A year ago the young Northern Irishman was leaving the rest for dead as he headed towards US Open glory. On Friday night in San Francisco he was simply leaving.
Rounds of 77 and 73 meant McIlroy exited on 10 over par, having taken 19 more strokes than he did on the first two days in Washington.
That spoke volumes about the relative difficulty of the Olympic Club and Congressional, where he went on to win by eight with a record 16-under total.
But, having crashed out early as well from Sawgrass, Wentworth and Muirfield Village, the next month takes on huge importance.
"I felt I really turned a corner last week (he was seventh in Memphis and shared the lead until a closing double bogey), but this course is so punishing," said the world number two.
"Obviously I'm disappointed. It wasn't the way I wanted to play, but, to be honest, overall I don't feel like I played that badly.

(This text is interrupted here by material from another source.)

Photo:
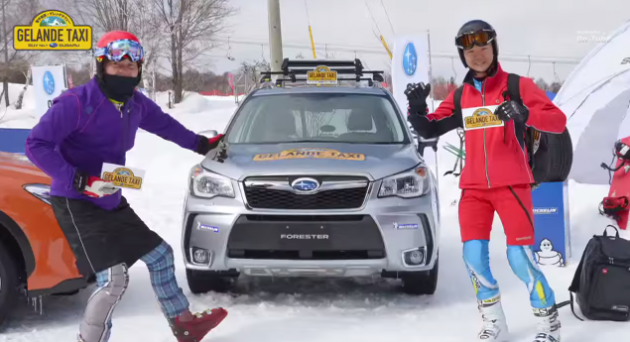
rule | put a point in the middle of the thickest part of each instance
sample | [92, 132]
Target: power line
[376, 51]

"You really have to be so precise out there. We're just not used to playing this sort of course week-in, week-out. You have to adapt and adjust and I wasn't able to do that very well."
Asked how humbling the past month and a bit has been McIlroy replied: "It has been. You realise you've just got to keep working hard - it doesn't come easy to you all the time. But I still see enough good stuff and that gives me hope that it's not very far away."
After a week off he returns in the Irish Open at Royal Portrush, where he set an amazing course record of 61 in 2005 when just 16.